Et si la clé d'un avenir énergétique propre et abondant se trouvait au cœur d'un laboratoire de Denver ? C'est le pari de Xcimer, une start-up qui ambitionne de dompter l'énergie des étoiles grâce à des lasers surpuissants.
L'histoire commence comme un film d'espionnage. Dans les années 80, le laboratoire de Los Alamos, berceau de la bombe atomique, mène des expériences top secrètes sur la fusion nucléaire. Les résultats, bien que classifiés, font jaser dans le milieu scientifique. Deux jeunes chercheurs, Conner Galloway et Alexander Valys, flairent le potentiel révolutionnaire de ces travaux. Leur rêve ? Transformer cette découverte en source d'énergie illimitée et propre.
Ils fondèrent plus tard Xcimer, une start-up qui se concentre sur la fusion par confinement inertiel. L'idée est d'utiliser des lasers ultra-puissants pour comprimer une petite capsule de combustible (comme du deutérium et du tritium) à des densités et des températures extrêmement élevées, déclenchant ainsi la fusion. Une approche radicalement différente de l'ITER (International Thermonuclear Experimental Reactor), le projet international situé en France qui vise à démontrer la faisabilité de la fusion par confinement magnétique.
Le laser, clé de voûte d'une nouvelle ère énergétique
Xcimer ne part pas de zéro. En 2022, le National Ignition Facility (NIF) en Californie réalisait une percée historique : produire plus d'énergie par fusion qu'il n'en fallait pour l'amorcer. Mais pour Galloway et Valys, ce n'est que le début. Leur ambition ? Pousser les lasers dans leurs derniers retranchements.
Là où le NIF se contentait de 2 mégajoules, Xcimer vise les 20. « Entre 10 et 12 mégajoules, c'est le sweet spot pour une centrale commerciale », explique Galloway. Pour se représenter une telle puissance, imaginez l'énergie d'un 38 tonnes lancé à 100 km/h, concentrée sur une cible de la taille d'un ongle pendant quelques millionièmes de secondes.
Le grand saut : passer du laboratoire au salon
Le chemin vers la fusion commerciale est encore long et semé d'embûches.
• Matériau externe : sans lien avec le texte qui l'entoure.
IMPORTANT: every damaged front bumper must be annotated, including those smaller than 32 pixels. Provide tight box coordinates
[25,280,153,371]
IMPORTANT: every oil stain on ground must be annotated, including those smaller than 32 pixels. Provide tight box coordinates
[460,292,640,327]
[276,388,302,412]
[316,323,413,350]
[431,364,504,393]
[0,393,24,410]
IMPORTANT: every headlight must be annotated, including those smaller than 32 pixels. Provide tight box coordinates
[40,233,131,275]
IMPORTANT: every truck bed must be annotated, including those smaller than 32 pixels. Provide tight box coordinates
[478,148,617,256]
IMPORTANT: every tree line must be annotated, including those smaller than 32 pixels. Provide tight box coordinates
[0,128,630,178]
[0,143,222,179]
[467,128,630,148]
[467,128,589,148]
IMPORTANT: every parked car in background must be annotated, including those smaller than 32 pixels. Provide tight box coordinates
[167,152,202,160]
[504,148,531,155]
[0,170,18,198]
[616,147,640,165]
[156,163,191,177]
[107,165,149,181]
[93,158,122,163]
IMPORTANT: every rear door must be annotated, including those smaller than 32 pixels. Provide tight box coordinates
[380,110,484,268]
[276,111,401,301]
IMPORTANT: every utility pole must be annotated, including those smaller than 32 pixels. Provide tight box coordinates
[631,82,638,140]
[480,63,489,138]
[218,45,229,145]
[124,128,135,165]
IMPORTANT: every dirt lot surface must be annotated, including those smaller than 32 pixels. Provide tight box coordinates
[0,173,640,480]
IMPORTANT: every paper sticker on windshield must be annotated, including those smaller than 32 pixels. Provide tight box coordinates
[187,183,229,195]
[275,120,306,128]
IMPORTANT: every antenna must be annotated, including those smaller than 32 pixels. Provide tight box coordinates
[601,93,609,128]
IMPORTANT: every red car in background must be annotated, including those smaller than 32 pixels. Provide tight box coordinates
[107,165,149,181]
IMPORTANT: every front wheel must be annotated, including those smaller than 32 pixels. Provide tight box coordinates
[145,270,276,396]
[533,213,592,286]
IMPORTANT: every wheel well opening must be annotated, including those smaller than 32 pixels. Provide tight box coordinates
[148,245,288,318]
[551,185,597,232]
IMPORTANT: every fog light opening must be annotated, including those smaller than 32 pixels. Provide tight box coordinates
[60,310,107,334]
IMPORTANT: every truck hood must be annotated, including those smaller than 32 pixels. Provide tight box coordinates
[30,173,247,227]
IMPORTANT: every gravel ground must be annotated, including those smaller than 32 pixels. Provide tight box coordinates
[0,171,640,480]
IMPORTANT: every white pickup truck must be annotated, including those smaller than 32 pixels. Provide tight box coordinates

Comment extraire l'énergie produite sans interrompre la réaction ? Comment protéger les matériaux du réacteur des particules hautement énergétiques ? Xcimer a quelques idées dans sa manche, comme une « cascade » de sel fondu pour absorber chaleur et particules, et garder le réacteur sauf.
Le professeur Ian Lowe de l'Université Griffith tempère toutefois l'enthousiasme autour de ce projet : « Je suis sceptique, car il me manque une représentation visuelle convaincante du processus d'extraction d'énergie sans interrompre la réaction de fusion ». Du point de vue du chercheur, la fusion n'arrivera pas à temps pour ralentir les effets du réchauffement climatique en raison des émissions de CO2 grandissantes (les géants de la tech et l'IA y sont d'ailleurs pour beaucoup). « Mon inquiétude est que même dans le scénario le plus optimiste, nous aurions de la chance d'avoir des réacteurs de fusion commerciaux d'ici 2050. Et bien avant cela, nous devons avoir décarboné l'approvisionnement énergétique si nous ne voulons pas faire "fondre" la planète » continue-t-il.
Le défi est donc de taille, tout comme les investissements nécessaires. Xcimer a déjà levé 100 millions de dollars pour sa première phase d'expérimentation. Il en faudra des centaines de plus pour espérer un réacteur fonctionnel d'ici le milieu des années 2030. Toutefois, la perspective d'une production d'électricité à faible coût et à émissions nulles est une idée forte à laquelle s'accrochent les fondateurs de Xcimer et d'autres acteurs de la fusion. Valys estime que c'est « un changement pour l'avenir de l'humanité ».